Le gouvernement croate dénonce une « exploitation perfide » alors que le passage à l’euro fait augmenter les prix

Alors que les prix étaient déjà à la hausse dans le pays en décembre, voilà que les Croates constatent massivement un arrondi vers le haut depuis le passage à l’euro au jour de l’An. Le gouvernement promet une réponse politique ferme.

Pourquoi est-ce important ?

La Croatie est devenue le 20e pays à adopter la monnaie unique européenne ce 1er janvier, mais, dans un contexte déjà marqué par l'inflation, beaucoup craignaient des perturbations supplémentaires du pouvoir d'achat. Des craintes visiblement fondées.

Dans l’actu : de nombreux Croates constatent des augmentations de prix significatives chez les détaillants, alors que leur gouvernement avait assuré que le passage à la monnaie unique n’entrainerait pas d’arrondi vers le haut.

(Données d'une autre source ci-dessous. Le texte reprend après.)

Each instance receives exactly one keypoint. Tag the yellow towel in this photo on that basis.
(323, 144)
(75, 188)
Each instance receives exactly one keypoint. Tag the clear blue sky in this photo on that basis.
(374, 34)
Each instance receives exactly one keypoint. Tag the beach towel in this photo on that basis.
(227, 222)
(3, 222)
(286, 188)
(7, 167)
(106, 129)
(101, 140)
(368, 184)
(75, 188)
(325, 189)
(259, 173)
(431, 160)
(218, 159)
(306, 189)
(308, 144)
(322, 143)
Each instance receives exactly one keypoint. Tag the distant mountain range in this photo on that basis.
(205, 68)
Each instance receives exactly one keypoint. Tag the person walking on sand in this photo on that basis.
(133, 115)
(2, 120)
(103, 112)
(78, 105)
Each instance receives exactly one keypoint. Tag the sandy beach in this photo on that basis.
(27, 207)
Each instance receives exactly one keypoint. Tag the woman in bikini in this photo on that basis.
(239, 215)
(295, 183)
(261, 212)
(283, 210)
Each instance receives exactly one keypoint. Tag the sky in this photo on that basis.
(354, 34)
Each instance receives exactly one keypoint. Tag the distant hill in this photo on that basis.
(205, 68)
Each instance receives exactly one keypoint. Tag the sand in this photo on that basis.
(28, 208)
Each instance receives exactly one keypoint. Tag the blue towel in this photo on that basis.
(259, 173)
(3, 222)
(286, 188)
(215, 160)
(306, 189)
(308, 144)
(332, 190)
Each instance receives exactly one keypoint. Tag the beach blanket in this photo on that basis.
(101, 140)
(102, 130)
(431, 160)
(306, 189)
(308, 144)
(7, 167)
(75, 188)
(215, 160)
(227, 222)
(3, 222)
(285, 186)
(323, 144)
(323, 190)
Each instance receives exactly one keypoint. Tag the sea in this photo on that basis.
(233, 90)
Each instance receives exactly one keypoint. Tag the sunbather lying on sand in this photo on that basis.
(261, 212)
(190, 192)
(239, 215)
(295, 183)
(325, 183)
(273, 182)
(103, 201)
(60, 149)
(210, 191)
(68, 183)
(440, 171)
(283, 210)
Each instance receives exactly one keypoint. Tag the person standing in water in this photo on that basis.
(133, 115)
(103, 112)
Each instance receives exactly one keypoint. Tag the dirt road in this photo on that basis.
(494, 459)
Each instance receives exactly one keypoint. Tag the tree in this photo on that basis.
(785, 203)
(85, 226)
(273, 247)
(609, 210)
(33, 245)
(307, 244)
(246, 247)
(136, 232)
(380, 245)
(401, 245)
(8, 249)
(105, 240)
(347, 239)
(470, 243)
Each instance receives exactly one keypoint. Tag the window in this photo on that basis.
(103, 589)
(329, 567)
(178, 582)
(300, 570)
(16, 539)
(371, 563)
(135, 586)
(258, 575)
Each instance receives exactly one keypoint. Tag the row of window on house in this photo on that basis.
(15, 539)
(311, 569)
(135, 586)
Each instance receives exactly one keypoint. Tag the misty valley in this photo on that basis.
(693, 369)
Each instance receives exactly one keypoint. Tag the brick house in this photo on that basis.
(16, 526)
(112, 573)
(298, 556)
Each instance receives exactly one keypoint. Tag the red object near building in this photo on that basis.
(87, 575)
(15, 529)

  • La période de transition de la monnaie nationale, le kuna, vers l’euro, est particulièrement courte : celle-ci n’est plus en usage que jusqu’au 15 janvier. L’échange de billets et de pièces reste possible localement dans les banques et les bureaux de poste tout au long de l’année.
  • La banque centrale impose un double affichage des prix (en euros et en kuna) jusqu’à la fin de 2023 pour contrecarrer une inflation « de transition » avec un arrondi à la hausse des prix. Visiblement, ça n’a pas suffi.
  • Le ministre de l’Économie, Davor Filipović, a demandé mardi une réunion urgente en face à face avec les grandes chaînes de magasins pour discuter des hausses de prix, rapporte Euractiv.

« Les chaînes de vente au détail ont augmenté les prix chaque mois, et maintenant, après l’adoption de l’euro, elles augmentent à nouveau les prix et tentent de tromper les citoyens. Mais cela ne passera pas. »

Davor Filipović
  • L’inspection de l’État a enregistré 1 738 violations de la loi sur l’adoption de l’euro. Pourtant, le secteur du commerce de détail au sein de l’Association des employeurs croates se dit « désagréablement surpris et choqué » de la teneur de la réaction politique.
  • Le gouvernement ne rejette aucune piste pour répondre à cette situation. « Toutes les options sont sur la table, des listes noires au gel des prix sur un large éventail de produits », a ainsi tweeté le ministre de l’Économie. « Les citoyens croates et le gouvernement exigent une baisse des prix. »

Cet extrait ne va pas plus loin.